Gesorteerde koekjes

Moest ik toen ik klein was halen bij de bakker, 200 gram gesorteerde koekjes. Mocht ik niet zeggen welke koekjes ik zelf wilde. Ze waren lang niet allemaal lekker. Helemaal niet die van dat droge zanderig spul met zo’n gekleurd taai kleefplekje in het midden.

Dezelfde bakker had de verse warme broden buiten achter de bakkerij liggen, op houten rekken. Niet van die hoge, maar hele lage. Elk hondje kon er zo bij. De bakker zelf had meer met het etablissement op de andere hoek van het rijtje winkels; de Cosy Corner. Ik had geen idee wat dat betekende, wist alleen dat de vitrage heel erg dik en geel was. En dat de bakker er graag kwam. Hij zoop zeiden ze.

Brood kochten we bij De Spar, casino wit. En bij een bakker die met zijn bakfiets aan de deur kwam. Daarom heet het natuurlijk een bakfiets. Die bakker had Tarvomoutbrood. In een uitbundige papieren verpakking met een raar plaatje van een dik mannetje met een maf hoedje. Als je een halfje wilde stak hij een mes in het midden en verdeelde het in twee stukken. Met zijn vingers elke helft terugdrukkend in de verpakking. Zo viel het brood niet al bij de voordeur op de grond.

Zelfs vandaag nog verkoopt de “warme’ bakker in ons dorp alleen maar dat soort slappe niks. Brood waar je goed mee kan vissen. Kan je van die taaie deegballetjes mee maken tussen je vingers. Blijft prima aan de haak zitten. Vissen doe ik allang niet meer, dus waarom zouden ze dat prutbrood nog bakken? Koop maar eens goed en lekker brood, nou hier niet hoor. Alleen opblaasbrood.
Met liefde en passie gebakken, of broodgeluk heet het.
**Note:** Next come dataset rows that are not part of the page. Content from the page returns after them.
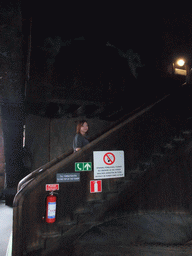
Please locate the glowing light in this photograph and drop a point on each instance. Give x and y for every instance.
(180, 62)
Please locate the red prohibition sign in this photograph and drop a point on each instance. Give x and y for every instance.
(109, 158)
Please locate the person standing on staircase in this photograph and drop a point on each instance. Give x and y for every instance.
(80, 139)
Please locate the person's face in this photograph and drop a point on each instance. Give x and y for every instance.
(84, 128)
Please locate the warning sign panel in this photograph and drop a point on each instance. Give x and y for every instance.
(95, 186)
(108, 164)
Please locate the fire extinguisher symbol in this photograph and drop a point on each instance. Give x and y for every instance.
(51, 208)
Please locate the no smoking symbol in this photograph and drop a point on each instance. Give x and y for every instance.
(109, 158)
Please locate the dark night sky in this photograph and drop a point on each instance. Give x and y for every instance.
(157, 35)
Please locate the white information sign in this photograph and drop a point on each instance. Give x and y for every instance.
(108, 164)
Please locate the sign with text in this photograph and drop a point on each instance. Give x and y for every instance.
(68, 177)
(80, 167)
(108, 164)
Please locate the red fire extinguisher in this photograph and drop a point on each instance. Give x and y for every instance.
(51, 208)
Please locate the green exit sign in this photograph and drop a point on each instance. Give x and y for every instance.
(80, 167)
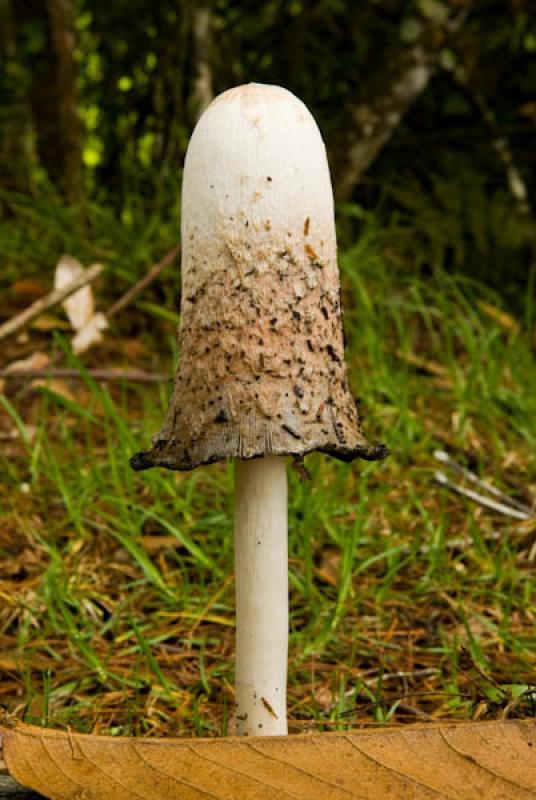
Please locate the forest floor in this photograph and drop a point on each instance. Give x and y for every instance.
(409, 602)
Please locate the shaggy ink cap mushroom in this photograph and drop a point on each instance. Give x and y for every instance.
(262, 369)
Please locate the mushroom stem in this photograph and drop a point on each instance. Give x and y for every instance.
(261, 575)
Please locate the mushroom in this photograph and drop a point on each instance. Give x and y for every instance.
(262, 372)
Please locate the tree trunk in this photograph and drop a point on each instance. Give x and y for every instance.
(40, 89)
(202, 90)
(70, 126)
(15, 149)
(398, 79)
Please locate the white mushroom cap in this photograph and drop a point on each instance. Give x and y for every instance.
(261, 343)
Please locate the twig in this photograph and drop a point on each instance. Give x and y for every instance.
(49, 300)
(508, 511)
(138, 287)
(111, 374)
(444, 458)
Het geluk zit dan zeker aan de kant van de broodfabriek. Bij de bakker zelf, of bij de supermarkt interesseert het ze niks lijkt het.

Heb je onlangs nog een croissantje gekocht bij de bakker? Eén Euro dertig. Daar kocht je vroeger drie lekkere taartjes voor. Of een halve vlaai. Een puddingbroodje voor een kwartje.

Het ergste is, gesorteerde koekjes, ze bestaan nog altijd.